Both our Bible readings tonight are about God meeting people, who weren’t  seeking Him, at a most unlikely time, in a most unusual place. Throughout the bible, that seems to be the way God normally works.

The Old Testament reading tonight of the story of Jacob is a fascinating example of God, in His typical manner of grace – suddenly intervening – without invitation, without warning, without being sought.

            Jacob, son of Isaac and grandson of Abraham, doesn’t come on the scene in the bible with the best of record.  From the day of their birth, the twins Esau and Jacob were like chalk and cheese.  The Authorised Version of the Bible describes Esau as a “hairy” man, but Jacob was a “smooth” man.  Esau was Dad’s boy – a huntin, fishin, shotin – outdoor’s boy; - while Jacob was a Mummy’s boy who preferred to stay home and learn cooking.  Though twins, it was Esau who arrived in the world first, and was therefore entitled to the birthright – the inheritance and blessing of his father, and first place in the family.  But there was intense sibling rivalry between the two, and Jacob resented this preferential place which Esau occupied, and this reached its peak when Jacob, with his mother’s help, cheated his older brother Esau out of his father’s blessing and in another incident demanded Esau’s birthright or inheritance in exchange for a meal.  The name Jacob sounds similar to the Hebrew word for “cheat”,  and Jacob seemed to live up to that name on more than one occasion.  As the two boys grew older, so their rivalry and antagonism went deeper – so much so that Esau determined to kill Jacob.  Jacob’s mother, Rebecca, learned about it and, no doubt being totally fed up with the bickering and hatred that went on in the home between the boys, hatched a plan to get Jacob safely away from home.    Rebecca’s  plan was to send Jacob up north, to Haran, to live with his uncle, and hopefully to find a wife there from among their relatives.

Jacob thought this was a good idea, and so set off, no doubt a little anxiously, in case Esau was following..   Jacob now had a mission – both to get away from Esau, but also to find a wife. 

On his way, he stops and camps at a certain place. While he slept, he had a dream that he saw a ladder – though probably more correctly interpreted a “staircase” reaching from earth to heaven.  And on this staircase were angels ascending and descending.     And there standing alongside him was the Lord, who made a promise – a covenant with Jacob – to be with him and to bless him. ( 28:10-15)

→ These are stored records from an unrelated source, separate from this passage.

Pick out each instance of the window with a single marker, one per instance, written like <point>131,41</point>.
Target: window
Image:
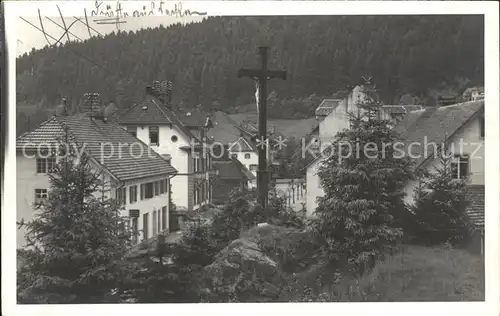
<point>132,130</point>
<point>45,165</point>
<point>121,196</point>
<point>133,193</point>
<point>164,218</point>
<point>41,195</point>
<point>148,187</point>
<point>155,231</point>
<point>460,167</point>
<point>481,126</point>
<point>154,136</point>
<point>162,187</point>
<point>145,232</point>
<point>135,231</point>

            Jacob was in fear of his life and running away from his brother! – yet in that very human situation, quite unexpectedly, God met with Jacob.

  Scratch the surface of the lives of many people and you will find that God met them when they were least expecting it, or even when they were running away from God.  Maybe God first caught your attention in some similar situation?   God meets us where we are, often uninvited; usually unexpectedly.   The same happened with Jesus’ disciples in our New Testament reading.  In the midst of their work –  Jesus interrupted and said “Follow me”. 

            Jacob went looking for a wife – and in the process found God ( or should I say  - God found him) in a personal experience.

Yes – quite often God intervenes – almost miraculously, in our lives and we find ourselves experiencing God in a way we find hard to describe.

            But at other times – like tonight – we have come, deliberately, I hope, to meet with God, to talk with God, to worship God and maybe to unburden our hearts to God..

Our intention in coming here is not just to enjoy this Cathedral, not just to appreciate the music, or the prayers, or the formal atmosphere of choral Evensong – but first and foremost to meet with God. 

 And if we come with a desire to know God more in our lives – if we come with a desire to DO God’s will in our lives and to live out the Christian calling in our work and at home  - then we have God’s promise  that we will indeed find Him. For he has said  (Jer.29:12)

“You will come and pray to me, and I will answer you. You will seek me, and you will find me because you will seek me with all your heart.”

Often God seeks us out, and intervenes unexpectedly in our lives;. But always – when we seek Him – He will come to us, and make Himself and His will and way, known to us.